Time for the leaves to grow – for the leaves to show significant difference in numbers it has to be left as it is for a while in all the beakers as the highest concentrated beaker might take 1 week to show a particular number of leaves whereas the lowest concentrated beaker may take 1 month to show the same growth. Hence for data to be valid and reliable all the beakers should be left as it is for the same time (15 days).
Selection of plants – the plant which is selected for the experiment will have the same size of the root and this will not affect the absorption of nutrients and food production of the leaves.
Hypothesis – I expect the beakers which have more nutrients to show more growth of leaves than the beakers which have only one or lowest amount of nutrients. But the beaker which has the maximum amount of both nutrients will show the most growth of leaves in number. I predict
The control variable (which has not nutrients) will show no growth and the plant will die.
P1 and P2 to have the least number of leaves to increase (as it only stimulates root growth not leaves);
N1 and N2 to have slightly more number of leaves;
N1P1 and N1P2 to again have slightly more number of leaves than N2 and P2; (N1P2 is also included here as the amount of nitrate – which helps in food production – is same whereas phosphate only stimulates the roots growth and not leaves).
N2P1 will show more number of leaves than others mentioned above;
Lastly N2P2 will show the same amount of growth as N2P1 (nitrate amounts being same in both) or if not slightly more but I don’t think it will show a vast difference in the number of leaves as the phosphates presence doesn’t make a lot of difference.

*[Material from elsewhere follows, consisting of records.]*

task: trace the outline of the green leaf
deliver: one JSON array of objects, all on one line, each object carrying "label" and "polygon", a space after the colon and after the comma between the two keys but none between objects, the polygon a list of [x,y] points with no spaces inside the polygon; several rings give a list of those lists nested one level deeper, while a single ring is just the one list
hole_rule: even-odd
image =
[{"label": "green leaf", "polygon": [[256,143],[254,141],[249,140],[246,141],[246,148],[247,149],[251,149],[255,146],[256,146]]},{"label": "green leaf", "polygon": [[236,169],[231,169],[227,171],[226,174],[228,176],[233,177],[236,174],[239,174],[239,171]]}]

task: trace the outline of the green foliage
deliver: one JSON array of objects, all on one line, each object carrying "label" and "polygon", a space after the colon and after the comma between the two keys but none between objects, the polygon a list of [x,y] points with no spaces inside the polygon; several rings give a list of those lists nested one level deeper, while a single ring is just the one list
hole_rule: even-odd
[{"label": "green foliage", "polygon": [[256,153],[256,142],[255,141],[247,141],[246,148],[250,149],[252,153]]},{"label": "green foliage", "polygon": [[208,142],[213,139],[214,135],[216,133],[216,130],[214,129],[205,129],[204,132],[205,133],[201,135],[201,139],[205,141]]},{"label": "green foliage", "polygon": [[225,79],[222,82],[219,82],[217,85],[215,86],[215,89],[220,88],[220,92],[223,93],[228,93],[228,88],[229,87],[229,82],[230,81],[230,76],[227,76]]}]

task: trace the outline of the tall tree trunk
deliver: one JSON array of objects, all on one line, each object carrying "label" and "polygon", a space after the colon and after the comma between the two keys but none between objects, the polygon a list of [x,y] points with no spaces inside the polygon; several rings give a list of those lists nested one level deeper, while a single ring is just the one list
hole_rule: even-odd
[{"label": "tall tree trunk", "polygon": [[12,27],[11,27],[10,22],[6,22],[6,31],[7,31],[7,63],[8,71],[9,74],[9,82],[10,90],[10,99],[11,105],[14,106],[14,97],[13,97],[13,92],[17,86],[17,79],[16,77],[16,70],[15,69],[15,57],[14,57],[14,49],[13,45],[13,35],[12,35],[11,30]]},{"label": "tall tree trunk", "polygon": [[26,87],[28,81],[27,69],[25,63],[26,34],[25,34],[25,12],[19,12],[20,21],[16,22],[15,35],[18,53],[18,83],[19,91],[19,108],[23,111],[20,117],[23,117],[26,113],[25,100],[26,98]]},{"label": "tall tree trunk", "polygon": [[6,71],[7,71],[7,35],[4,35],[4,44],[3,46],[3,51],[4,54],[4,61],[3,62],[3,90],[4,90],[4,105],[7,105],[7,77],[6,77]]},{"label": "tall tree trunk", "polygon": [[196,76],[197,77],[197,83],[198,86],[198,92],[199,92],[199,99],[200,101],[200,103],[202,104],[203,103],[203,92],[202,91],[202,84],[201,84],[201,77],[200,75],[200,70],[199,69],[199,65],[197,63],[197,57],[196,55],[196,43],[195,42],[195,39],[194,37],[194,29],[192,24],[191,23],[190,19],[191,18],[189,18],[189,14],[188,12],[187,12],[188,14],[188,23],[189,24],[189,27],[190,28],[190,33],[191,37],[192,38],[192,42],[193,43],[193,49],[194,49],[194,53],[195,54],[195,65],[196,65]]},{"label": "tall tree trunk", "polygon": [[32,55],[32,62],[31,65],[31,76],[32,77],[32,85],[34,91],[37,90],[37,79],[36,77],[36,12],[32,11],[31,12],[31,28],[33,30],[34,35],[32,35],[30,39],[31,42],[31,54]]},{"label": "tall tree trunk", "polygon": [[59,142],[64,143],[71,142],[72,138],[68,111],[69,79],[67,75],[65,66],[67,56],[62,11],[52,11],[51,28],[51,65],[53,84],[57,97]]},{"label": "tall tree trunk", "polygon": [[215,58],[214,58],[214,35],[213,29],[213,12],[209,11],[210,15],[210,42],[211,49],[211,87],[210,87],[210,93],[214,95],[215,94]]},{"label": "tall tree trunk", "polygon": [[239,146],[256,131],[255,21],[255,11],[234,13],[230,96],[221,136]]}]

Materials used: 45 glass beakers – 500 ml
Distilled water (250ml in each beaker)
Nitrates (18g for each trial)
Phosphates (18g for each trial)
Duckweed plants (Lemma) (20 leaves in each beaker)
Electrical balance
Method: I took 9 beakers and fill all with 250ml of distilled water.

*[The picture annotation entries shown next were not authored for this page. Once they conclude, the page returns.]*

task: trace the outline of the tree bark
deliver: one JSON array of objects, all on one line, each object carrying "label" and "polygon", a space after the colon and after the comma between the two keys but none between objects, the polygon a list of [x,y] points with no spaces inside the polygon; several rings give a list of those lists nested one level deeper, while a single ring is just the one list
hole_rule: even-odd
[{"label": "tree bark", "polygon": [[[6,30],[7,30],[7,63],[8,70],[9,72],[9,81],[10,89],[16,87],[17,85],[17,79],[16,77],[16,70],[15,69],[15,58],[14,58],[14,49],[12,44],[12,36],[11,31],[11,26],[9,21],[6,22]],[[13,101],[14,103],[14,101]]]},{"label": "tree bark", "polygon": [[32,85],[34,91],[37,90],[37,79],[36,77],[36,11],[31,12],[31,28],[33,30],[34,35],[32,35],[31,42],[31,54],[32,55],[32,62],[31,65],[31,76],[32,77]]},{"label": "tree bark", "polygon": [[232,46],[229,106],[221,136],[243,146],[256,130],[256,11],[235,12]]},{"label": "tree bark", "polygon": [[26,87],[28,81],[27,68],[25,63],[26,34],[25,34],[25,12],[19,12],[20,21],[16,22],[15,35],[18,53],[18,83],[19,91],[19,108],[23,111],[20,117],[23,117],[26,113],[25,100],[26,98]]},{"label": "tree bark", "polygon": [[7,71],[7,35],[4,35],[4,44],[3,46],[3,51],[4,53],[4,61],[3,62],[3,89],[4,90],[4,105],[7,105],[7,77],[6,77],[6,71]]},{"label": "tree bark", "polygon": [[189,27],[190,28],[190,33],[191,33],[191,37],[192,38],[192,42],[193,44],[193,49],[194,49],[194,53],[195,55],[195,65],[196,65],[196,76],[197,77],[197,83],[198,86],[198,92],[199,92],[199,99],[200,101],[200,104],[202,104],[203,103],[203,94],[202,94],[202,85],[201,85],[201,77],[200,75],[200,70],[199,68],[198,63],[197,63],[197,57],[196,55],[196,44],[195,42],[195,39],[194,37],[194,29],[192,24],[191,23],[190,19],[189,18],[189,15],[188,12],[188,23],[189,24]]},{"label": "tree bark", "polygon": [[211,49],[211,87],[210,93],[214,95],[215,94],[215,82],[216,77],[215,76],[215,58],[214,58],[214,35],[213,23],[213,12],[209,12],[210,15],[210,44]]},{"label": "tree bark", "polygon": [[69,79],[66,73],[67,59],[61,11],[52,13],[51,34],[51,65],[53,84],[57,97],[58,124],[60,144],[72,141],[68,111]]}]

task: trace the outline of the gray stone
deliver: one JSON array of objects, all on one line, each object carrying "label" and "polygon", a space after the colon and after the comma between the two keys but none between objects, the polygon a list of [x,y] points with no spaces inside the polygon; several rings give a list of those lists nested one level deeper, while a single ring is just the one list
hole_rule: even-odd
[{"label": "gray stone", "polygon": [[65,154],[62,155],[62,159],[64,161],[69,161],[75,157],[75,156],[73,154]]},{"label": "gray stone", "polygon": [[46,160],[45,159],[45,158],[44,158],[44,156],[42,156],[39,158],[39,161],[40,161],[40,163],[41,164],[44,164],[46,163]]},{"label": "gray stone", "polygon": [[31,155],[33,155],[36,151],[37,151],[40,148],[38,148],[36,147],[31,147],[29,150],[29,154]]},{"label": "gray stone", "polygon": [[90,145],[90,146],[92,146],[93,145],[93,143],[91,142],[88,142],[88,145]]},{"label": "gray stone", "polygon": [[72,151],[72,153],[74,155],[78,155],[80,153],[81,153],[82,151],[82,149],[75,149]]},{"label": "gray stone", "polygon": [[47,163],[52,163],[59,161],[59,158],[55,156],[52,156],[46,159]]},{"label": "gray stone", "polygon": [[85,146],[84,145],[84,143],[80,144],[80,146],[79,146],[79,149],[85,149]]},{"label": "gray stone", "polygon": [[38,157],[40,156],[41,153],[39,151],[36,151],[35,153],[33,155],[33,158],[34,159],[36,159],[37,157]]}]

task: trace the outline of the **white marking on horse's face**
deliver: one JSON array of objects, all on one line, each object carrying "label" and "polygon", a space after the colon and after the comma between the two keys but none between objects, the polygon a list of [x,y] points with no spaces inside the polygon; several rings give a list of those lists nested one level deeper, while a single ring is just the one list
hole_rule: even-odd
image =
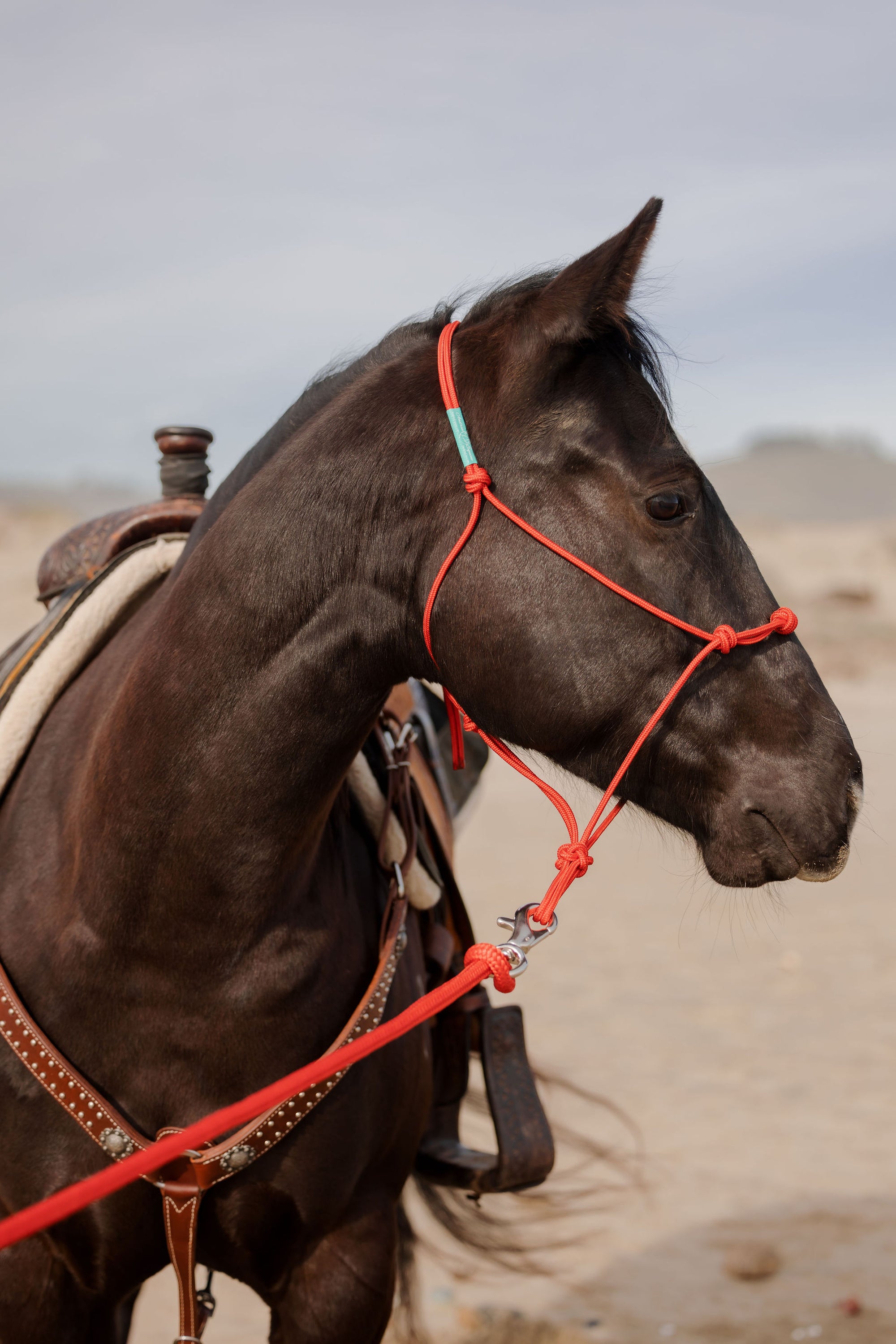
[{"label": "white marking on horse's face", "polygon": [[[850,780],[846,785],[846,812],[849,813],[849,831],[852,833],[862,805],[864,789],[860,780]],[[822,859],[819,863],[805,863],[797,876],[801,882],[830,882],[838,878],[846,867],[849,859],[849,844],[841,844],[833,859]]]}]

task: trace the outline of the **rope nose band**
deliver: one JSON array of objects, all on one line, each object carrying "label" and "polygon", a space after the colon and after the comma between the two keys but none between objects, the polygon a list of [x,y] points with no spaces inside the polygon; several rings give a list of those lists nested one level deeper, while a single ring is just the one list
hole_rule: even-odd
[{"label": "rope nose band", "polygon": [[521,775],[524,775],[532,784],[537,785],[541,793],[544,793],[544,796],[549,798],[549,801],[557,809],[557,812],[563,817],[567,831],[570,832],[570,843],[562,844],[560,848],[557,849],[557,860],[555,864],[557,875],[548,887],[539,909],[532,913],[532,919],[537,921],[540,925],[547,926],[551,922],[551,917],[553,915],[556,905],[563,892],[567,891],[570,886],[572,886],[576,878],[582,878],[587,872],[591,863],[594,863],[591,855],[588,853],[592,844],[600,835],[603,835],[603,832],[614,820],[614,817],[617,817],[622,810],[623,804],[617,802],[615,806],[613,806],[610,812],[607,812],[607,814],[603,816],[607,804],[613,798],[613,794],[619,786],[626,770],[637,757],[643,743],[650,737],[653,728],[664,716],[664,714],[666,712],[672,702],[676,699],[681,688],[685,685],[685,683],[689,680],[689,677],[697,671],[704,659],[708,659],[711,653],[728,655],[733,649],[736,649],[737,645],[742,644],[743,645],[760,644],[763,640],[767,640],[770,634],[780,634],[780,636],[793,634],[794,630],[797,629],[797,617],[790,610],[790,607],[779,606],[775,612],[771,613],[768,621],[764,625],[756,625],[748,630],[735,630],[732,625],[717,625],[715,630],[712,630],[712,633],[709,630],[701,630],[700,626],[690,625],[688,621],[680,621],[677,616],[672,616],[669,612],[664,612],[661,607],[654,606],[653,602],[647,602],[646,598],[638,597],[637,593],[630,593],[629,589],[625,589],[619,583],[615,583],[613,579],[607,578],[606,574],[602,574],[600,570],[595,570],[591,564],[586,564],[584,560],[580,560],[578,555],[572,555],[571,551],[567,551],[564,550],[564,547],[557,546],[556,542],[552,542],[548,536],[544,536],[543,532],[539,532],[539,530],[532,527],[531,523],[527,523],[517,513],[514,513],[513,509],[508,508],[508,505],[504,504],[493,493],[492,477],[489,476],[486,469],[484,466],[480,466],[480,464],[477,462],[476,453],[470,442],[470,435],[467,433],[466,422],[463,419],[463,411],[461,410],[461,403],[458,401],[457,387],[454,386],[454,370],[451,367],[451,337],[454,336],[454,332],[459,325],[461,325],[459,323],[449,323],[447,327],[442,328],[442,333],[439,336],[439,347],[438,347],[438,372],[439,372],[439,387],[442,388],[442,401],[445,402],[445,410],[447,413],[449,423],[451,426],[451,433],[454,434],[454,442],[457,444],[457,449],[458,453],[461,454],[461,461],[463,462],[465,468],[463,488],[467,491],[469,495],[473,496],[473,505],[470,509],[470,516],[466,521],[466,527],[463,528],[459,538],[457,539],[457,542],[446,555],[445,560],[442,562],[442,567],[435,575],[433,587],[430,589],[429,597],[426,599],[426,607],[423,610],[423,638],[426,641],[426,648],[429,650],[430,657],[433,659],[433,663],[435,663],[435,665],[438,667],[435,655],[433,653],[433,629],[431,629],[433,607],[435,606],[435,598],[438,597],[439,589],[442,587],[442,583],[445,582],[449,570],[454,564],[455,559],[458,558],[458,555],[461,554],[469,539],[473,536],[476,524],[480,520],[480,513],[482,512],[484,499],[486,499],[489,504],[492,504],[498,511],[498,513],[504,513],[504,516],[509,519],[510,523],[516,524],[516,527],[527,532],[533,540],[539,542],[541,546],[545,546],[549,551],[553,551],[553,554],[559,555],[560,559],[567,560],[570,564],[575,564],[575,567],[578,570],[582,570],[583,574],[587,574],[598,583],[603,583],[604,587],[609,587],[613,593],[617,593],[619,597],[625,598],[626,602],[633,602],[635,606],[639,606],[643,612],[649,612],[650,616],[656,616],[660,621],[668,621],[669,625],[674,625],[680,630],[684,630],[686,634],[693,634],[697,640],[704,641],[704,645],[700,649],[700,652],[695,655],[695,657],[684,669],[678,680],[664,696],[660,706],[654,710],[654,712],[650,715],[643,728],[635,738],[629,753],[622,761],[619,769],[614,774],[607,788],[603,790],[600,802],[598,804],[594,814],[591,816],[591,820],[584,828],[582,837],[579,837],[579,824],[575,818],[575,813],[572,812],[572,808],[566,801],[566,798],[560,793],[557,793],[556,789],[552,789],[549,784],[545,784],[544,780],[540,780],[537,774],[529,770],[529,767],[524,765],[524,762],[520,761],[520,758],[510,750],[506,742],[502,742],[500,738],[493,737],[484,728],[477,727],[477,724],[473,723],[470,716],[463,712],[463,710],[457,703],[457,700],[447,689],[447,687],[443,687],[445,708],[447,710],[449,726],[451,728],[451,757],[454,769],[455,770],[463,769],[463,731],[466,730],[467,732],[478,732],[482,741],[497,755],[500,755],[502,761],[506,761],[506,763],[513,766],[513,769],[517,770]]}]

I then took 20 duckweed leaves and immersed it in each.
I then measured both the nutrients (on the electric balance) and put all of them in the respective concentrations (as per indicated in the independent variables) – control, P1, P2, N1P1, N2P1, N1P2, and N2P2.
After this is done I arranged them all in such a way that they all receive the same amount of sunlight.hat increased over the time.
Then I leave them as it is for 15 days and observe the number of leaves
This whole experiment is done 4 more times to get a better average.
I will process the raw data by means of finding out the average and standard deviation.
Also I will draw a graph using Excel sheet. The concentration of the nutrients is plotted on the x – axis and average number of leaves counted is plotted on the y – axis. I will plot it in a line graph as the concentration of the nutrients increases and combines making it more nourishing enabling the plant to grow more. Hence the gradual increase of growth in the number of leaves can be shown through this graph.